The only study conducted on Italian HIV-positive patients date back to 1999, through the microscopic method, showed a Blastocystis prevalence of 10.3% [35]. The current study is, to our knowledge, the first to assess the prevalence of Blastocystis in HIV-positive patients through molecular methods in Europe and reported a prevalence of about 25%, in line with that reported in previous studies conducted in Mexico (30%) [36], Malaysia (19.8%) [15] and Iran (19%) [37]. The molecular characterization of Blastocystis positive isolates evidenced the circulation of 4 subtypes (ST1, ST2, ST3, ST4) already described in Italy, as previously mentioned [13, 38], being ST3 the most common one with a prevalence of 51%. In our cohort of HIV-positive patients, the presence of Blastocystis resulted no correlated to viro-immunological factors (p > 0.05) confirming therefore the non-opportunistic behavior of the protist. No demographic characteristic or epidemiological drivers (presence of domestic animals, dietary habits, travels abroad) were found to be associated with Blastocystis colonization. A higher prevalence of Blastocystis was reported in MSM compared to heterosexuals as well as of the other intestinal parasites, underlying the faecal-oral contact as the main route of transmission in this group of subjects and the sexual practice and lifestyle linked to the presence of the protist more than the immunological status [16].
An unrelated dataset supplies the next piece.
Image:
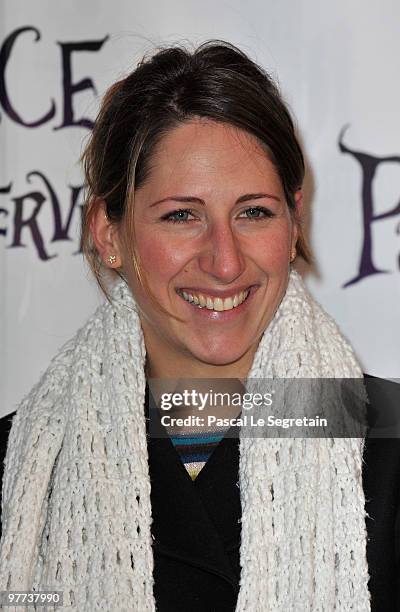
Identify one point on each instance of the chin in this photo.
(223, 357)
Despite the unresolved controversy over its pathogenicity, Blastocystis was also been frequently found in immunocompromised individuals presenting diarrhea [15]. In our study, among gastrointestinal symptoms, a positive association was found only for the flatulence. This socially disabling symptom is determined by two main factors: the diet, particularly the quantity of fermentable residues, and the composition and metabolic activity of colonic microbiota [39]. Since we evidenced any differences in the diet between Blastocystis-carriers and Blastocystis-free subjects, we hypothesized that this symptom was linked to the presence of the protist and the gut microbiota composition. Several Authors evaluated the intestinal microbiome in HIV-positive subjects, with somewhat inconsistent or controversial results [40]. This may be because of small sample sizes, lack of appropriate controls or regional differences in dietary and environmental factors. Regardless, many authors evidenced a change in the Bacteroides:Prevotella ratio, which they suggested to be linked to the antiretroviral therapy [41, 42] or to the sexual practice and lifestyle [43]. Similarly, several studies reported Blastocystis colonization associated with higher bacterial richness and Prevotella enterotype [44]. Therefore, investigations on the gut microbiota from HIV-positive subjects Blastocystis-carriers are needed to complete and to better understand the preliminary results obtained in this study.

Concerning FC, we found the median of both Blastocystis-carrier and free subjects within the normal range, supporting the non-pathogenic role of Blastocystis in inducing intestinal inflammation [25].

Conclusions

Despite some critical points of this study concerning the lack of data about the faecal microbiota from enrolled subject, to our knowledge this is the first large survey to molecular characterize Blastocystis subtypes in HIV-positive patients in Europe. Our results suggest that Blastocystis is quite common in such patients (25%) and homosexual behavior resulted a risk factor for its transmission and confirm the presence of the protist not associated with pathological gut inflammation. The role of Blastocystis as intestinal pathogen remains unclear as the only symptom associated with its presence was flatulence. This result is intriguing since flatulence could be linked to the gut microbial communities, therefore the impact of the protist on the faecal microbiota and its possible role to maintain the to gut homeostasis could be interesting prospects for further studies.